TEGRA_SIGNING_ARGS = "-u /path/to/signing-key.pem -v /path/to/encryption-key"

The additional arguments will be passed through to the flash-helper script and all files will be signed (and boot files will be encrypted, if the -v option is provided) during the build. The doflash.sh script in the resulting tegraflash package will flash the signed files to the devices. This is similar to the flashcmd.txt script you would get if you used the L4T flash.sh script with the --no-flash option as mentioned in the NVIDIA secure boot documentation.

Kernel and DTB encryption

Starting with L4T R32.5.0, cboot on tegra186 (TX2) and tegra194 (Xavier) platforms expect the kernel (boot.img) and kernel device tree to be encrypted as well as signed. This encryption is performed by a service in Trusty and uses a different encryption key than the one used for encrypting the bootloaders. See the L4T documentation for information on setting this up.

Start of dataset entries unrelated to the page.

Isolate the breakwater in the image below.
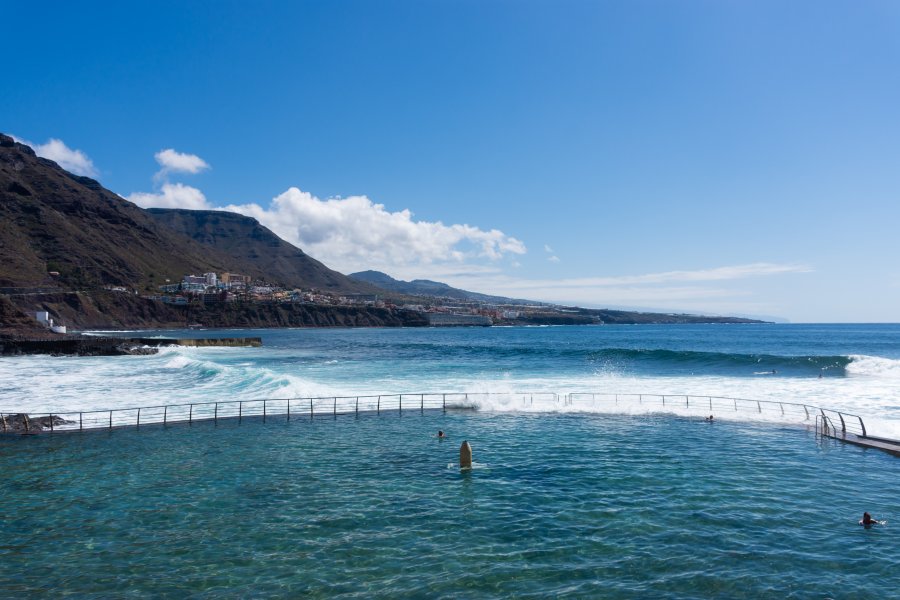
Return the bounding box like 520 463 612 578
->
0 336 262 356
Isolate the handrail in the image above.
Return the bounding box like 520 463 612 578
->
0 392 867 437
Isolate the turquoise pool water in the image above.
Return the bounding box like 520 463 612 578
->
0 411 900 598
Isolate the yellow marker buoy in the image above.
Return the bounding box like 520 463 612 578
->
459 441 472 469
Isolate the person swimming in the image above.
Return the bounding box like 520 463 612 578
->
859 513 881 527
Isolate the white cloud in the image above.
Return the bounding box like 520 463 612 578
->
13 136 98 177
153 148 209 179
418 263 812 314
126 183 212 210
224 187 526 272
488 263 812 288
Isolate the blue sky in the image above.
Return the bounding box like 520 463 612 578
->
0 0 900 322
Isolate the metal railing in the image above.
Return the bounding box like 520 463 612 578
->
0 392 866 437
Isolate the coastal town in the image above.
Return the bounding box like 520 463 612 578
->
142 272 528 327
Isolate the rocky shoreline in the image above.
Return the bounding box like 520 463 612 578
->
0 335 262 356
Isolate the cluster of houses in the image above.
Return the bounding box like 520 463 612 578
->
148 273 384 306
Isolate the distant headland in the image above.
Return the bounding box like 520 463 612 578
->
0 134 761 340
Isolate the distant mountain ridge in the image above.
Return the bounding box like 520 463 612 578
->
0 134 373 293
349 270 540 305
146 208 381 294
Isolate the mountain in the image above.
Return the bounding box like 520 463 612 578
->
0 134 227 289
146 208 382 294
0 134 373 293
350 271 540 304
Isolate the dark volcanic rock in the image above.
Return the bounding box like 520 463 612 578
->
0 413 74 433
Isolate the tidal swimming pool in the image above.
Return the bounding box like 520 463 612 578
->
0 411 900 598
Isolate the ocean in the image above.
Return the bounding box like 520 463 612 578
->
0 325 900 598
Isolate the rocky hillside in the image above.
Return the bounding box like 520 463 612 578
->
146 208 382 294
0 134 375 293
0 134 228 289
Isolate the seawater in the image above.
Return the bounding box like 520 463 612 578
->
0 325 900 438
0 325 900 598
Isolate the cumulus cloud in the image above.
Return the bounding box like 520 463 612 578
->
126 183 212 210
14 136 98 177
153 148 209 178
224 187 526 272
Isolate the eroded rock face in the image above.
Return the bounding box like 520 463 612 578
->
0 413 74 433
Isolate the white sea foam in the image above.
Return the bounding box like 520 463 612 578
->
0 347 900 438
847 354 900 379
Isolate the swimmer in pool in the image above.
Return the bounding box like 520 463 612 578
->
859 513 881 527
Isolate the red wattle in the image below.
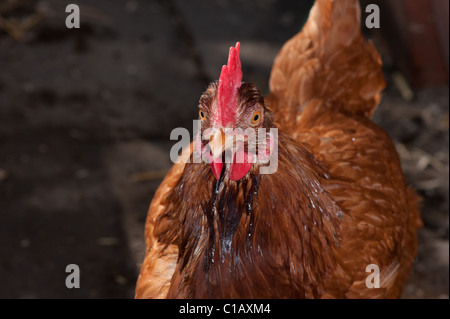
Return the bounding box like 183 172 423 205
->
208 154 223 180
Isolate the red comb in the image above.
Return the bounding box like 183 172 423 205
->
217 42 242 126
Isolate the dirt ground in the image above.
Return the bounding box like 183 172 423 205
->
0 0 449 298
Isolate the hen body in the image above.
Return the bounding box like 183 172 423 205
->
136 0 420 298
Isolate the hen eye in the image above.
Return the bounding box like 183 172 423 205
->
252 111 261 124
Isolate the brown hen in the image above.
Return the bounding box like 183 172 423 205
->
136 0 421 298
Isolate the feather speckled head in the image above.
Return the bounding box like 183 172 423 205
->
214 42 242 127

If you have set up kernel/DTB encryption on your device, add --user_key /path/to/kernel-encryption-key to TEGRA_SIGNING_ARGS. If you do not go through the extra steps of setting up a kernel encryption key, an all-zeros key will be used by default.

Manual signing

If you prefer not to have the signing occur during your build, you can manually add the necessary arguments to your invocation of doflash.sh after unpacking the tegraflash package. For example:

$ BOARDID=<boardid> FAB=<fab> BOARDSKU=<boardsku> BOARDREV=<boardrev> ./doflash.sh -u /path/to/signing-key.pem -v /path/to-encryption-key

The environment variable settings you need on the command will vary from target to target; consult the "Signing and Flashing Boot Files" section of the L4T BSP documentation for the specifics.

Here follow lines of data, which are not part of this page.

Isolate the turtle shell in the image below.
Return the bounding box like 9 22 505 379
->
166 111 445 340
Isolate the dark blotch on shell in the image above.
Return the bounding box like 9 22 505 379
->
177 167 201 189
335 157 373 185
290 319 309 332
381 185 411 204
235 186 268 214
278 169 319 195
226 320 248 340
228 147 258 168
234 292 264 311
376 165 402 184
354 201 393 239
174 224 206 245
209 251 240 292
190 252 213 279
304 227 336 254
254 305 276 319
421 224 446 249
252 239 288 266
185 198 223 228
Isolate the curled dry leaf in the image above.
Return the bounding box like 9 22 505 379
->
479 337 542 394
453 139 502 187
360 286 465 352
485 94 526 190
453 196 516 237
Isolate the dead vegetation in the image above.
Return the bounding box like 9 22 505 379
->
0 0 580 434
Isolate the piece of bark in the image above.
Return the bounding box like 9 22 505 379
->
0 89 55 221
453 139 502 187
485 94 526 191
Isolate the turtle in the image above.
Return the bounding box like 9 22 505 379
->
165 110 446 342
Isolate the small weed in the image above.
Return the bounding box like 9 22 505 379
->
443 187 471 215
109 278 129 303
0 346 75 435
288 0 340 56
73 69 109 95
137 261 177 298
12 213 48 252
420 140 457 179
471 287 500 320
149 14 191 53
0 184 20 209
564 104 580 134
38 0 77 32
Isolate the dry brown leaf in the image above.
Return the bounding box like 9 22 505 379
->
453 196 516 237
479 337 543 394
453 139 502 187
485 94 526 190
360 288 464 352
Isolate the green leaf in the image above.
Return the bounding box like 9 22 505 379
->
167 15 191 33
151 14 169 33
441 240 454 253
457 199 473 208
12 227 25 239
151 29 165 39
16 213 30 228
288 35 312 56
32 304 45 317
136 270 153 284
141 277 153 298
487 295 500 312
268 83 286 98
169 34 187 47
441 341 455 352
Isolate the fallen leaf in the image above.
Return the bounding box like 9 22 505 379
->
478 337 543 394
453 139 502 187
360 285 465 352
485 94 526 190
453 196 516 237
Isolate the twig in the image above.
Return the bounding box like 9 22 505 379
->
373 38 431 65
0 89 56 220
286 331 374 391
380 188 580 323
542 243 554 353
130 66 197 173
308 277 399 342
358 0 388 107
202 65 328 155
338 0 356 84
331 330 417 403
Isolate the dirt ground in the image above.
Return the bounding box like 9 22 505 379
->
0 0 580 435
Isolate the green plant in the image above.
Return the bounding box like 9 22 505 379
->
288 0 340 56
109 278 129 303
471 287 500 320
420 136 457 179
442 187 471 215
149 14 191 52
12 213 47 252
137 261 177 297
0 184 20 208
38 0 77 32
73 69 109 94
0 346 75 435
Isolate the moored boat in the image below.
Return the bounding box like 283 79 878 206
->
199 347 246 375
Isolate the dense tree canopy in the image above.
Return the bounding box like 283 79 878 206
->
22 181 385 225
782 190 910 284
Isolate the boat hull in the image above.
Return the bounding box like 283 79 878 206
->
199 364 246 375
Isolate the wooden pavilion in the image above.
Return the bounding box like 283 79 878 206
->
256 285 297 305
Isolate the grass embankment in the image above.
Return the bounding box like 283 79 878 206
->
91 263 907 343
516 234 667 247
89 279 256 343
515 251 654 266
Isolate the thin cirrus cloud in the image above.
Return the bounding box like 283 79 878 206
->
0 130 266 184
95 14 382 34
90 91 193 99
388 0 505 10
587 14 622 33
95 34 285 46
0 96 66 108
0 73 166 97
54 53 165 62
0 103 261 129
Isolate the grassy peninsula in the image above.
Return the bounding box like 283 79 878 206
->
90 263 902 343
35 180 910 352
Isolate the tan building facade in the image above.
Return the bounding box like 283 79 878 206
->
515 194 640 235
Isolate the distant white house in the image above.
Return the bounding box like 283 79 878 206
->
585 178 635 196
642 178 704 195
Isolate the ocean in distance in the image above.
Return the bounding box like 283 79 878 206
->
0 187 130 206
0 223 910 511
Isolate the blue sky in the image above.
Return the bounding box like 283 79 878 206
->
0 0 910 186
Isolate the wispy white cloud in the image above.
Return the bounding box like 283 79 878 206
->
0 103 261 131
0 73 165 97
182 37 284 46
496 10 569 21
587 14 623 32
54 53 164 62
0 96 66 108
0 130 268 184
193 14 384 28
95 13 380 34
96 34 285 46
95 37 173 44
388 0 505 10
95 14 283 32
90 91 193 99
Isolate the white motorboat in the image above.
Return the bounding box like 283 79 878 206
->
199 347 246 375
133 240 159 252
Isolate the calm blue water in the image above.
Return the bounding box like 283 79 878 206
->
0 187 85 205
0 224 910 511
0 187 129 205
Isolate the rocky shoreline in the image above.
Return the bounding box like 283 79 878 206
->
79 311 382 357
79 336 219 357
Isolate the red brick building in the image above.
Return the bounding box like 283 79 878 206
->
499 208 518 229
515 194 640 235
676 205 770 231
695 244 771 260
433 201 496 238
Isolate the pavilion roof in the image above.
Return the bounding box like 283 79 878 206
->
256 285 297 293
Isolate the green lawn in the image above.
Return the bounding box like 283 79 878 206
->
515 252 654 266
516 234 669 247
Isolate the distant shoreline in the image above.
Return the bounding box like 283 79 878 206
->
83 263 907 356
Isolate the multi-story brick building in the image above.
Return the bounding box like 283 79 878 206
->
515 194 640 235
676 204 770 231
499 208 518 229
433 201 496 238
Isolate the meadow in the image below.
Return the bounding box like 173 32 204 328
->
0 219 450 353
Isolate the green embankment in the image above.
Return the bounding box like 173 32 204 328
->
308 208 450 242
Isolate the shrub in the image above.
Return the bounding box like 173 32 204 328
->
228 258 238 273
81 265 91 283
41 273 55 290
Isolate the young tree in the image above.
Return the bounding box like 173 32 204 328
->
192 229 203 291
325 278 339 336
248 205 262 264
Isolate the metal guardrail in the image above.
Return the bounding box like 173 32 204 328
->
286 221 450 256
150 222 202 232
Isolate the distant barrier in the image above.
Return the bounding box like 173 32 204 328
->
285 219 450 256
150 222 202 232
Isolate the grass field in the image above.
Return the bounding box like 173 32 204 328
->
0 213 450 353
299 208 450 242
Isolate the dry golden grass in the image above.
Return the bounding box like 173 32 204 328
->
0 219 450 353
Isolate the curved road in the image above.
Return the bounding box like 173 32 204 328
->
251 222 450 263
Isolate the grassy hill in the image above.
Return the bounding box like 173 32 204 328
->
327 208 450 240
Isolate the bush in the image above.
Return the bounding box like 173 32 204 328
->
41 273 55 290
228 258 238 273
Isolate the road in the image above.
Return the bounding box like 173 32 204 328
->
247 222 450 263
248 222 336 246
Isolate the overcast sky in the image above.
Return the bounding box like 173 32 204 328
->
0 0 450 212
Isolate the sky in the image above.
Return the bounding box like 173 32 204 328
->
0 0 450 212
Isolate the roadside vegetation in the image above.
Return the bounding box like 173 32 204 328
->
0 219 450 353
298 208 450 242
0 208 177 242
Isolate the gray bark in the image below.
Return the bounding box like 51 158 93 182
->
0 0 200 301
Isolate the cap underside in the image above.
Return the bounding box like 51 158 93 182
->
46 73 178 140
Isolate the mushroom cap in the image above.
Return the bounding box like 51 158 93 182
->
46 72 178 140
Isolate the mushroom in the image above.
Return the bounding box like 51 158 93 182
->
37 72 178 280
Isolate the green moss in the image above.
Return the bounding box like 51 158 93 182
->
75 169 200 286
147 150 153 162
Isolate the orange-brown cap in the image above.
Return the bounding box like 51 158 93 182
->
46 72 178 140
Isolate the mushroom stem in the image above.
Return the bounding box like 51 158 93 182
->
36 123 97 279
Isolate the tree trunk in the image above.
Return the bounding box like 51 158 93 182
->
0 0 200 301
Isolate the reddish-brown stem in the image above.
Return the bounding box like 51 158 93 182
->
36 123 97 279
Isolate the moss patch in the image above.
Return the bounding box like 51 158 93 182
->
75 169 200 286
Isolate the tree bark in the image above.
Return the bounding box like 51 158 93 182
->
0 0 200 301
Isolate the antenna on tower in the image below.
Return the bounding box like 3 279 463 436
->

With recent branches, BUP generation can also be performed manually. The tegraflash package includes a generate_bup_payload.sh script that can be run with the same -u (and, if applicable -v) options to generate a BUP payload manually.

Using a code signing server

If you prefer not to have your signing/encryption keys local to your development host, you can override the tegraflash_custom_sign_pkg and tegraflash_custom_sign_bup functions in image_types_tegra.bbclass to package up the files in the current working directory, send them to be signed, then unpack the results back into the current directory. Everything needed to perform the signing, except for the keys, will be present in the package sent to the server. An example implementation of a code signing server is available here.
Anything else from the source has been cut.